Fig. 4. (A) Plot of surface area of GPMVs of 3 different GFP fluorescence intensity per μm² ranges. (B) Color-map of aspect ratio of 1E7 GPMVs strained in DSCG (13.8 wt%) as a function of their surface area and GFP fluorescence intensity per μm². (C) Plot of calculated values of spontaneous curvatures (C₀) of GPMVs of 3 different GFP fluorescence intensity per μm² ranges (data represent mean ± standard error) (assuming bending modulus, κ = 10⁻¹⁹ J, and interfacial energy density, τ = 5 × 10⁻⁶ N m⁻¹).

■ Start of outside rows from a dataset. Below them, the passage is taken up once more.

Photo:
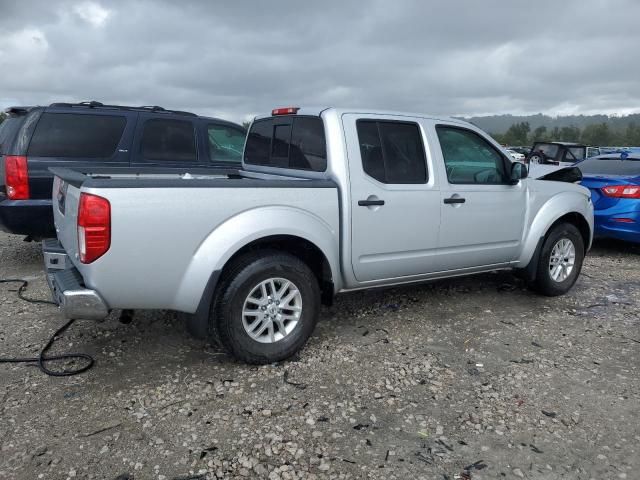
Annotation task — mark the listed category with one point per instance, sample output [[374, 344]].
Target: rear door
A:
[[395, 202], [483, 215], [82, 139]]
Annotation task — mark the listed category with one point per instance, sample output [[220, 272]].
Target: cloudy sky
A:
[[235, 58]]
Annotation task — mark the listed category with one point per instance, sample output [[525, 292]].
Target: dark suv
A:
[[110, 137]]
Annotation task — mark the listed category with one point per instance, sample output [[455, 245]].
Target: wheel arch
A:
[[293, 230], [573, 218]]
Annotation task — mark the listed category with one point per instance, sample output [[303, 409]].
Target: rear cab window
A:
[[288, 142], [225, 143], [74, 135], [169, 140]]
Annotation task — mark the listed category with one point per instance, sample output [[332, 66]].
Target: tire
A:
[[281, 330], [561, 241]]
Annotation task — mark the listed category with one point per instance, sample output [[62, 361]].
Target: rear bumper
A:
[[67, 287], [27, 217], [606, 225]]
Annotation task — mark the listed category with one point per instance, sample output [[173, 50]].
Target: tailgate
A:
[[65, 198]]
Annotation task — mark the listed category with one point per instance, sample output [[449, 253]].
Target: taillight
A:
[[285, 111], [622, 191], [94, 227], [16, 176]]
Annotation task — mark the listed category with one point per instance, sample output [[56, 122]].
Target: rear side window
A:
[[76, 135], [288, 142], [392, 152], [169, 140], [8, 129], [225, 143]]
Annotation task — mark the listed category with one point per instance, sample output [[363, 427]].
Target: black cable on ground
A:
[[41, 359]]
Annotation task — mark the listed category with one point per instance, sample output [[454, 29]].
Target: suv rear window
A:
[[288, 142], [76, 135], [169, 140]]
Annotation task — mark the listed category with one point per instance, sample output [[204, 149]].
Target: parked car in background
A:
[[522, 150], [614, 181], [91, 135], [328, 201], [560, 153], [517, 156]]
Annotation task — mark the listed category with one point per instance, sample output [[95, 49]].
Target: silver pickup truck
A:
[[327, 201]]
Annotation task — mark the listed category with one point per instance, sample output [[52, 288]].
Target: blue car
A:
[[614, 181]]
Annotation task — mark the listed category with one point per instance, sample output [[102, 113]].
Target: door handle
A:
[[451, 200], [370, 203]]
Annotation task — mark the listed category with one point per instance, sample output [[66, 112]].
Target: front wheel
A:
[[268, 307], [560, 260]]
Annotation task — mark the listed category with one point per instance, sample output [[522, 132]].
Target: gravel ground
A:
[[472, 378]]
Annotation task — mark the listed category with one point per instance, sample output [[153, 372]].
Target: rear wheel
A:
[[267, 308], [560, 260]]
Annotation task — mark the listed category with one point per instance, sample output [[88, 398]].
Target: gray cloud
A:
[[234, 59]]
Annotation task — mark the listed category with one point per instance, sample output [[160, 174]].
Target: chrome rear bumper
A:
[[67, 287]]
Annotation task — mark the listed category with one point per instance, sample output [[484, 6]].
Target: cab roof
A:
[[318, 111]]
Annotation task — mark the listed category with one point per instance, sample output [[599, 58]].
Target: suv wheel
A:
[[268, 307], [560, 260]]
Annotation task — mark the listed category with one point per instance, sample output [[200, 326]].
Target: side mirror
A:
[[518, 172]]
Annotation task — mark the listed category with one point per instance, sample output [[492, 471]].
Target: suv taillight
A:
[[16, 176], [94, 227]]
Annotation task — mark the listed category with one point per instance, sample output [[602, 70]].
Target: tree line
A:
[[598, 134]]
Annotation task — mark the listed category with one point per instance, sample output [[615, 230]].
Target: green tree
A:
[[597, 134], [539, 134], [498, 137], [631, 137], [517, 134]]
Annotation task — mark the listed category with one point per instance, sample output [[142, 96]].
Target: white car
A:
[[518, 157]]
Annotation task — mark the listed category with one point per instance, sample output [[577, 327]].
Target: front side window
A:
[[469, 158], [76, 135], [225, 143], [169, 140], [288, 142], [392, 152]]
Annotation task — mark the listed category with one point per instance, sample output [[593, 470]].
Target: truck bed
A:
[[166, 228]]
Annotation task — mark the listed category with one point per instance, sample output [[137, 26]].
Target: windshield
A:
[[610, 166]]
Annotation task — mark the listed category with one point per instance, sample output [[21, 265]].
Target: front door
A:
[[395, 204], [483, 214]]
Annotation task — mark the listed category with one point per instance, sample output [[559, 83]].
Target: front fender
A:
[[556, 207], [244, 228]]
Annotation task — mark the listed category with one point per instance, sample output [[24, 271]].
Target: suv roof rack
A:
[[146, 108], [17, 110]]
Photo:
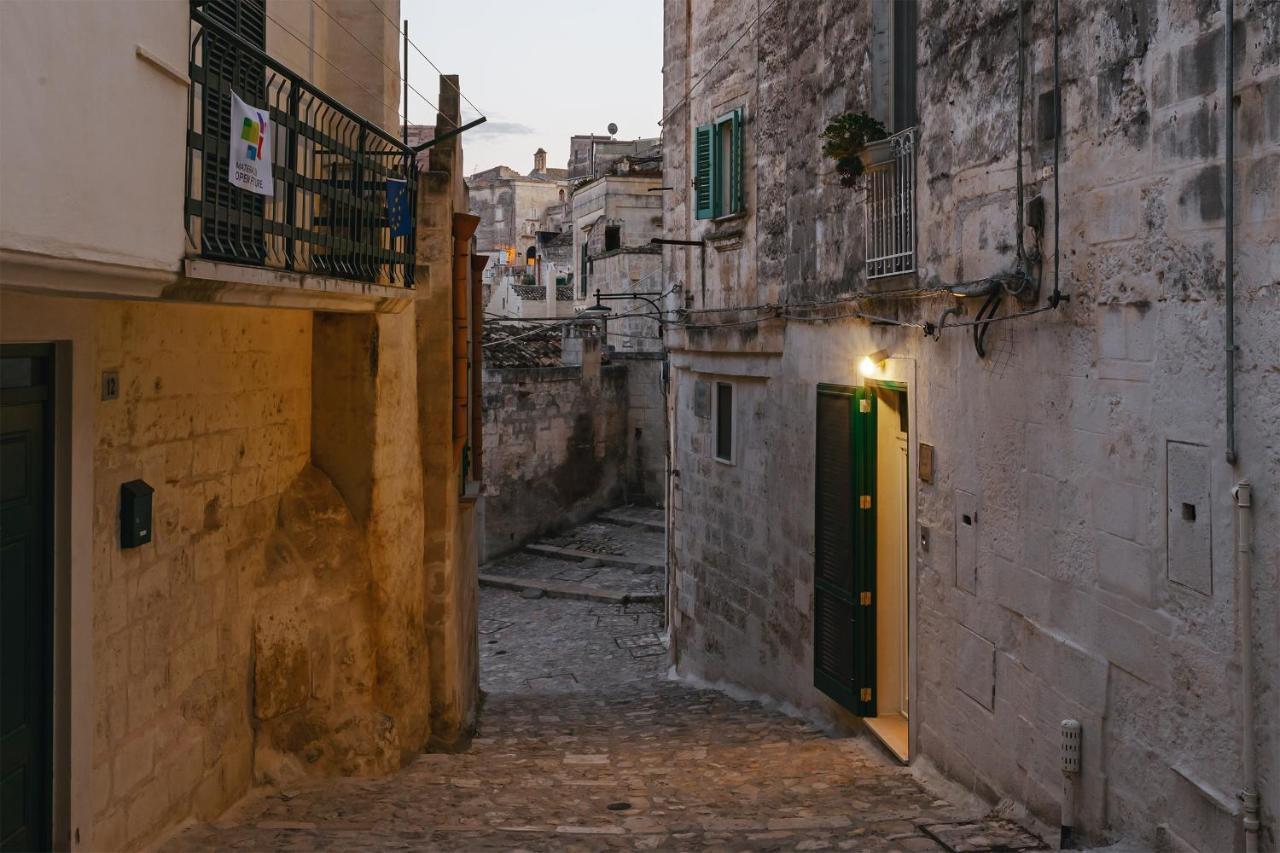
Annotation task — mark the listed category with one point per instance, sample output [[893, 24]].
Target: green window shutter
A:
[[844, 639], [704, 191], [736, 201]]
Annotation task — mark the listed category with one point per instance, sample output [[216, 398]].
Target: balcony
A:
[[328, 214], [890, 219]]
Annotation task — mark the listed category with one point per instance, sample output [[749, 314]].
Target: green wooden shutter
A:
[[704, 191], [736, 201], [844, 661]]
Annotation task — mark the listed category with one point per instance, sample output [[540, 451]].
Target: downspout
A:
[[1243, 496], [1230, 232]]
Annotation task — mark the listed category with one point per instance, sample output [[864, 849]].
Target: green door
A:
[[844, 575], [26, 600]]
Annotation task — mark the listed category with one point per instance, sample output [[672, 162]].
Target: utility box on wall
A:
[[135, 514], [1188, 521], [967, 541]]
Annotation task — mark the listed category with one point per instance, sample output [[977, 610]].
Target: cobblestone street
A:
[[585, 744]]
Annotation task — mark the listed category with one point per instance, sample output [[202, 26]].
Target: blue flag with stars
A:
[[398, 218]]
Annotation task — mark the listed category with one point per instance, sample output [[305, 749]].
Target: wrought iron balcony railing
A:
[[890, 217], [330, 167]]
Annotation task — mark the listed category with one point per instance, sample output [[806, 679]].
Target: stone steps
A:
[[625, 519], [567, 589], [618, 559]]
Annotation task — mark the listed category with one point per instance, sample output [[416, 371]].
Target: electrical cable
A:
[[1022, 101], [984, 314], [330, 63], [1057, 135], [727, 50], [446, 77], [400, 78]]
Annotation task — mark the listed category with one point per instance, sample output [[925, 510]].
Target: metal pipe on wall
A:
[[1243, 498], [1229, 249]]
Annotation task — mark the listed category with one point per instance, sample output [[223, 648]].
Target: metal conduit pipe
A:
[[1229, 250], [1243, 498]]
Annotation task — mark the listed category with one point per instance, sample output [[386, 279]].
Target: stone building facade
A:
[[300, 600], [1064, 512], [510, 206], [568, 433], [615, 218]]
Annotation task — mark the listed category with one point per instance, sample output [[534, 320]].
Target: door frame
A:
[[49, 734], [900, 374]]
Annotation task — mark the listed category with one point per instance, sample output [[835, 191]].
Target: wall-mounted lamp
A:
[[873, 363]]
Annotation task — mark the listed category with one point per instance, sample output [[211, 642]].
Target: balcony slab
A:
[[196, 281]]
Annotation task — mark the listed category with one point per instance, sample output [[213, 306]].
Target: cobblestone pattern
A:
[[589, 573], [604, 538], [584, 746]]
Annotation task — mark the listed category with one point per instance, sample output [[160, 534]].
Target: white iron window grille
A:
[[890, 220]]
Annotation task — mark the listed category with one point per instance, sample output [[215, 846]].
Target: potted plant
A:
[[856, 142]]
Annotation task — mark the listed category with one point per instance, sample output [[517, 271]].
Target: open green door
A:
[[844, 575], [26, 598]]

Fig. 5. (A) Schematic illustration of cleavage of MUC1 biopolymers from GPMV membranes by StcE mucinase enzymes. (B) Histogram plot from flow cytometry of fluorescence intensity of GFP on 1E7 GPMVs and 1E7 GPMVs treated with StcE mucinase. (C) Histogram plot of the surface area of the two populations of GPMVs. (D) Plot of aspect ratios of the two populations of GPMVs. (E) Plot of calculated values of spontaneous curvature on the two GPMV populations. (F) Plot of predicted aspect ratios of GPMVs with volumes, V = 100 μm³, 150 μm³, 200 μm³, for a range of values of spontaneous curvatures (assuming bending modulus, κ = 10⁻¹⁹ J, and interfacial energy density, τ = 5 × 10⁻⁶ N m⁻¹).